Niemiec powtórzył swój wczorajszy sukces i ponownie zwyciężył w sprincie powiększając przewagę w klasyfikacji generalnej. Znakomicie finiszował Adrian Kurek (CCC Sprandi Polkowice), który był trzeci!
Czwartego dnia rywalizacji w Chinach do pokonania było 159.4km. Podobnie jak na wcześniejszych etapach był to typowo sprinterski, płaski odcinek. Po około 35km od startu od peletonu oderwała się ośmioosobowa grupa, w której mocno reprezentowana była ekipa Pomarańczowych. W czołówce byli Piotr Brożyna i Patryk Stosz (CCC Sprandi Polkowice), Brian Kamstra (Novo Nordisk), Sofiane Merignat (Delko Marseille Provence KTM), Alex Diniz i Carlos Manarelli (Funvic), Bernard Sulzberger (Drapac) i Taras Voropayev (Vino4Ever).

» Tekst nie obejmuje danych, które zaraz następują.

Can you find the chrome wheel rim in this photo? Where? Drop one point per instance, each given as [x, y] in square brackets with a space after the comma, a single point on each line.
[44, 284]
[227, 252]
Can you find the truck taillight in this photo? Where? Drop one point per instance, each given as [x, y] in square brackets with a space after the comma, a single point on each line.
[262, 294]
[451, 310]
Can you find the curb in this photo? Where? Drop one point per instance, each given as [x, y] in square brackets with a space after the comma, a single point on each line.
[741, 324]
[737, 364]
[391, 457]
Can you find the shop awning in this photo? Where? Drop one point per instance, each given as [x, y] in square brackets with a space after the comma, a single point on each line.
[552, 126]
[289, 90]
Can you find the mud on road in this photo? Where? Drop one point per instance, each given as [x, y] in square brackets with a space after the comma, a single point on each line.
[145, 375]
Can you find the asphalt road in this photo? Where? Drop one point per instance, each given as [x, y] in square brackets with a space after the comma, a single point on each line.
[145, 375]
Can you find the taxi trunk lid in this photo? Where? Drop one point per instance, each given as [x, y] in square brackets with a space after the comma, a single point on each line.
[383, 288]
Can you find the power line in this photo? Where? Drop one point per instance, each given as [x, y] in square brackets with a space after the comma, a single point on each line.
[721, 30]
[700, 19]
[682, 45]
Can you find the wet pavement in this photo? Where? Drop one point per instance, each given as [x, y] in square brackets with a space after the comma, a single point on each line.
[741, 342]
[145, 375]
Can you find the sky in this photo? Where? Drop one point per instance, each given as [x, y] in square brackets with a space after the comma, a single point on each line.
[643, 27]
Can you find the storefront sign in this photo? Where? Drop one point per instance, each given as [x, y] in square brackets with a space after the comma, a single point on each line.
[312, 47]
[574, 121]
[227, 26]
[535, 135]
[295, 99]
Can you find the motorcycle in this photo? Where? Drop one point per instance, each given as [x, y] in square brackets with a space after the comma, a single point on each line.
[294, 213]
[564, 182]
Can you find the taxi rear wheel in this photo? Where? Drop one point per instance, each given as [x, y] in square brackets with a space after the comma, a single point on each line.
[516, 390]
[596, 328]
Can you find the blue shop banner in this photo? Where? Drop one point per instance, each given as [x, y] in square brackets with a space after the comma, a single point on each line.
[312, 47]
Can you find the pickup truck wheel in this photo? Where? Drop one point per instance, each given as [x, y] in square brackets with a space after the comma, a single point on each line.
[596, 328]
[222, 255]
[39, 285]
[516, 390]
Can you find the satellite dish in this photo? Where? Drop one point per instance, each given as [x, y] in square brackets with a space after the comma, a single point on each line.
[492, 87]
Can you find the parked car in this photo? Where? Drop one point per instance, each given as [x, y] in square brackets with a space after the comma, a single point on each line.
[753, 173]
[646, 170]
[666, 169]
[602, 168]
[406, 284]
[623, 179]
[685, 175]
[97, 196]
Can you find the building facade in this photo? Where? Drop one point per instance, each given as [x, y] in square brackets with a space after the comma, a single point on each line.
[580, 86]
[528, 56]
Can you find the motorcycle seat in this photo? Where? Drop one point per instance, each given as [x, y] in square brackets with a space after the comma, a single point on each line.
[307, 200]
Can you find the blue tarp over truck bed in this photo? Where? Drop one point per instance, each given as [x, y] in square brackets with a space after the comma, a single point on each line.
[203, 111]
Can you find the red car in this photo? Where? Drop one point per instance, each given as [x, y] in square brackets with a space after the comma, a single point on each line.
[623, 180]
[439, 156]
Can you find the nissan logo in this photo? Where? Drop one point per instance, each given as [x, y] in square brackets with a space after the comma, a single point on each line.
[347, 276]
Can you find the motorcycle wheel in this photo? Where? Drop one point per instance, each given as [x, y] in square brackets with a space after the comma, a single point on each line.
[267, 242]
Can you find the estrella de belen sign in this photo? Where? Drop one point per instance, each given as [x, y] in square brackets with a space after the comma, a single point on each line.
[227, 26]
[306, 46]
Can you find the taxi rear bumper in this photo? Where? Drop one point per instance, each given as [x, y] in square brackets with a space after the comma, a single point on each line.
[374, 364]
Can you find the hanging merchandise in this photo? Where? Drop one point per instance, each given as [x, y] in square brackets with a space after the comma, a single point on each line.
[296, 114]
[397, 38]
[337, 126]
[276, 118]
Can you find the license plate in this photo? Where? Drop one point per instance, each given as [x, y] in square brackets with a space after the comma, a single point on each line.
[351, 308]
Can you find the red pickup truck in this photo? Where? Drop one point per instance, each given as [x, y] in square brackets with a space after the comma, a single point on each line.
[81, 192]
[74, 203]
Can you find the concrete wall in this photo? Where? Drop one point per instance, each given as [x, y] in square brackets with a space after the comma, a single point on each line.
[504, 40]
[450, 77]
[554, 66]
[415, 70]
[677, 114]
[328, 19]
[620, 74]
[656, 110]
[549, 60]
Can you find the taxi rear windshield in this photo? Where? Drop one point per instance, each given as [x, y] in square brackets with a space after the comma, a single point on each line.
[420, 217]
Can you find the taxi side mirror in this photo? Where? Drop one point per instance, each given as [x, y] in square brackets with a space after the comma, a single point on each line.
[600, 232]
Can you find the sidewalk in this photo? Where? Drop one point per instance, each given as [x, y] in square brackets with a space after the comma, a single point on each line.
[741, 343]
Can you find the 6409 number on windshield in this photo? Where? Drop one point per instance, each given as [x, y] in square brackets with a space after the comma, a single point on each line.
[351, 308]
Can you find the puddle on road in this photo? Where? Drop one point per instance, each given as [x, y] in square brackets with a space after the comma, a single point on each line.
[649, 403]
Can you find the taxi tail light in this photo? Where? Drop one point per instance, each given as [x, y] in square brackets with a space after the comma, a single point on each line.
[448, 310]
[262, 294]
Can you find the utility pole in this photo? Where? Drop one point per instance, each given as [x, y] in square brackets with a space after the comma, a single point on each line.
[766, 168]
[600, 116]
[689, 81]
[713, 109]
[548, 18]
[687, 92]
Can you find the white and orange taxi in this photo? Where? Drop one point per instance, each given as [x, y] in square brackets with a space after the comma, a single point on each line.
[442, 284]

Ich przewaga wzrosła do nieco ponad 3 minut, ale peleton kontrolował sytuację. Po godzinie jazdy z ucieczki odpadł Kamstra, a 70km przed metą z przodu byli już tylko Brożyna, Stosz, Merignat, Diniz i Sulzberger. 25km dalej zaatakowali Stosz i Diniz, a następnie Patryk samotnie starał się dojechać do mety. Niestety został złapany 8km przed metą, ale na pocieszenie został wybrany najwaleczniejszym kolarzem etapu.
Na finiszu ponownie walczyli sprinterzy. Tak jak wczoraj najlepiej swoją pracę wykonali zawodnicy Giant-Alpecin, którzy rozprowadzili Maxa Walscheida po drugie zwycięstwo z rzędu. Ze sporą stratą na drugim miejscu dojechał Roberto Ferrari (Lampre-Merida). Fantastycznie zaprezentował się Adrian Kurek (CCC Sprandi Polkowice), który był trzeci po imponującej końcówce!